L’ancien reporter du "Monde" et éditeur au Seuil, devenu depuis écrivain prolifique, effeuille pour la première fois ces épisodes de sa vie dans un récit audacieusement intitulé : "Je n’ai plus peur". Il y considère ses failles et crevasses, jusqu’à de récents voyages au pays de Camus et de son "retour à Tipasa". "Je ne pensais pas être autant submergé par l’exaltation, les larmes, le bonheur. […] La blessure était traversée et la peur congédiée."

Affirmant cela avec un mélange de candeur et de témérité, il confesse en effet avoir retrouvé en Algérie cette vérité réconciliatrice chère au philosophe Søren Kierkegaard, qui disait en l’espèce : "Il s’agit de trouver enfin l’idée pour laquelle je veux vivre et mourir". Or, le journaliste n’avait-il point justement gardé à l’esprit le discours de Camus, en décembre 1957, à la réception du prix Nobel de littérature : "Chaque génération, sans doute, se croit vouée à refaire le monde. La mienne sait pourtant qu’elle ne le refera pas. Mais sa tâche est peut-être plus grande. Elle consiste à empêcher que le monde se défasse".

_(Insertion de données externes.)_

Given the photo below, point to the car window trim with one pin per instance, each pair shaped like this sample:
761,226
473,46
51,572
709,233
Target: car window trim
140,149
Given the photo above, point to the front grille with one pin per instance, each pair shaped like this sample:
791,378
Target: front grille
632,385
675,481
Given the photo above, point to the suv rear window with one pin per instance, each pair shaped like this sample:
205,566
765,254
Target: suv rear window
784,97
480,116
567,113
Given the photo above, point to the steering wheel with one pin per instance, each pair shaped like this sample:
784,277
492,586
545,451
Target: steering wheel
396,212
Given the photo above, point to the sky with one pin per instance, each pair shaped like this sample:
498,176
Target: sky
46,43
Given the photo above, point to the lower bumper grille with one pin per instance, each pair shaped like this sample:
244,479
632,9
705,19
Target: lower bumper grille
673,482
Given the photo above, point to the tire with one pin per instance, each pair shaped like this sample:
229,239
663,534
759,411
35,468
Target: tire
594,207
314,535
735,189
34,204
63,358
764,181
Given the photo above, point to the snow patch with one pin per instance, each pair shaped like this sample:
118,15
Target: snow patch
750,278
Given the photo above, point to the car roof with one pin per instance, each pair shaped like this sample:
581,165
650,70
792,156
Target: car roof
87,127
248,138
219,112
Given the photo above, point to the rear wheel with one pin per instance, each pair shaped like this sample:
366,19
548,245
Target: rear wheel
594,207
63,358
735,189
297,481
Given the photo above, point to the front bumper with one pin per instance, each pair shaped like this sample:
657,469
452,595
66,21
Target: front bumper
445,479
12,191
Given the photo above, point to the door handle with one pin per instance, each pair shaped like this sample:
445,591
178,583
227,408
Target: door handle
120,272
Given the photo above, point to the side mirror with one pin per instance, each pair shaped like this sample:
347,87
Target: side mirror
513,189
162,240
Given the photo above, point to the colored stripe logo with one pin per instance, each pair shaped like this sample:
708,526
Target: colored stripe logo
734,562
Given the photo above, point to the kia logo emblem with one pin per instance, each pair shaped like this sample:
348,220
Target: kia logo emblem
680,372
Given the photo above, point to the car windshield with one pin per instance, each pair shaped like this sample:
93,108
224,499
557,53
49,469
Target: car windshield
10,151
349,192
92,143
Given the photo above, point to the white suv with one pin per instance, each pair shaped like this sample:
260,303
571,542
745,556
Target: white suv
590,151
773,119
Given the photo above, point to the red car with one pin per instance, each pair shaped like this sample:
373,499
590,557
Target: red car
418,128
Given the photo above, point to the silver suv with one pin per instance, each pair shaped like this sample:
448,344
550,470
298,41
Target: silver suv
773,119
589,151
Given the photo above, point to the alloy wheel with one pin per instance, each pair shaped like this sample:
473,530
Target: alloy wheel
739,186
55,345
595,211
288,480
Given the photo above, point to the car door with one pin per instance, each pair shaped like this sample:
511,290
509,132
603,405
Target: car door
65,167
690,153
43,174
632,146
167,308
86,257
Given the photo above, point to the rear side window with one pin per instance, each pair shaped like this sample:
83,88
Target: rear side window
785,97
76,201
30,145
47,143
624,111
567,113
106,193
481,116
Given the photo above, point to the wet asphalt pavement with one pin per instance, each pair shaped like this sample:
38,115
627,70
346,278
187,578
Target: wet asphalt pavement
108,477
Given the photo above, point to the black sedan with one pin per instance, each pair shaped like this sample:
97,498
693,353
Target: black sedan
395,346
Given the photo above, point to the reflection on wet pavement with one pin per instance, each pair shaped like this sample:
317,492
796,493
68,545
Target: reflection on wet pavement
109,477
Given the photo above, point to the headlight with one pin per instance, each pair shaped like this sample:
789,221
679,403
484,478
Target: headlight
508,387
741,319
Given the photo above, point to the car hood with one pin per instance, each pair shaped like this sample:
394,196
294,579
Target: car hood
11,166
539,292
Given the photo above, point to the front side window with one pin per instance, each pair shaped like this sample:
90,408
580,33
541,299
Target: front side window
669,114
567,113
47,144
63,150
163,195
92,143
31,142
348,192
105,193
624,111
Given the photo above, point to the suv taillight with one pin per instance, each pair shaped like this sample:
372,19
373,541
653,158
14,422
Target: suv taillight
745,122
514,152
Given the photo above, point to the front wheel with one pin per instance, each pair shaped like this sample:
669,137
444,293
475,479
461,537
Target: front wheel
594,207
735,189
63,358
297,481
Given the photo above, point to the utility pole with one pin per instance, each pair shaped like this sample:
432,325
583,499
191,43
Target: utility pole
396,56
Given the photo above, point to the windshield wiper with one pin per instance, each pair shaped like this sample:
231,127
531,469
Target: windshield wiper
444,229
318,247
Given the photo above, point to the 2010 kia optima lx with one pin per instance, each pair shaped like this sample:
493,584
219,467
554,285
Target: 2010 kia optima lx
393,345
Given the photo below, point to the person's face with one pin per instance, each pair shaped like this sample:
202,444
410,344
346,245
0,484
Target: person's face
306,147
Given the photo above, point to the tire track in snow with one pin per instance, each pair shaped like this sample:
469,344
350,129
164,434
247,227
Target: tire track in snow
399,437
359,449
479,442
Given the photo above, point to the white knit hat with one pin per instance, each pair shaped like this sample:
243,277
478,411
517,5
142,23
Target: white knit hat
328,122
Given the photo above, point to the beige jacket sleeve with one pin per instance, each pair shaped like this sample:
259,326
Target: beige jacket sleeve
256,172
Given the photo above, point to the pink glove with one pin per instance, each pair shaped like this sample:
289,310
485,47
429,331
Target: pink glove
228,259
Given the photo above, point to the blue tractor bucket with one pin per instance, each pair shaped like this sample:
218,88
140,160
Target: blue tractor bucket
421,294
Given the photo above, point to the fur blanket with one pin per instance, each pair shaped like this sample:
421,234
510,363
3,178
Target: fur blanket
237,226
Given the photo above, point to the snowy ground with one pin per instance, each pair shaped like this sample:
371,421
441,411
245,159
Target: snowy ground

Jean-Claude Guillebaud a ainsi entrepris de passer aux aveux. Non tant pour exhiber un "misérable petit tas de secrets", comme eût dit Malraux, que pour entonner un hymne à l’invincible espérance née de la tragédie humaine, et de "l’enchantement d’être vivant" qui va de pair. Et non sans se souvenir aussi que l’homme est capable de tout, ainsi qu’il en eut l’intuition dès la sale guerre du Vietnam, comme au Liban (notre photo: un attentat à la voiture piégée à Beyrouth en 1982) ou à Sarajevo ensuite, où il lui arriva de "voir, l’espace d’un instant, un plaisir fiévreux éclairer le visage d’un combattant". Plaisir contagieux, qui souvent contamine insidieusement les témoins "innocents" que sont les journalistes du front.

De là, l’essayiste et chroniqueur, toujours en proie à ses démons professionnels, égrène bon nombre de considérations sur le "progressisme" contemporain, sur la collaboration et la résistance, sur l’infidélité et la trahison, etc. Considérations qui, pour être belles et attrayantes, pèchent cependant quelquefois par leur caractère elliptique. Mais témoignent assez en faveur de cette lutte incessante, que Tolstoï révéla au jeune Gandhi, de la douceur contre la grossièreté, de la mansuétude et de l’amour contre l’orgueil et la violence.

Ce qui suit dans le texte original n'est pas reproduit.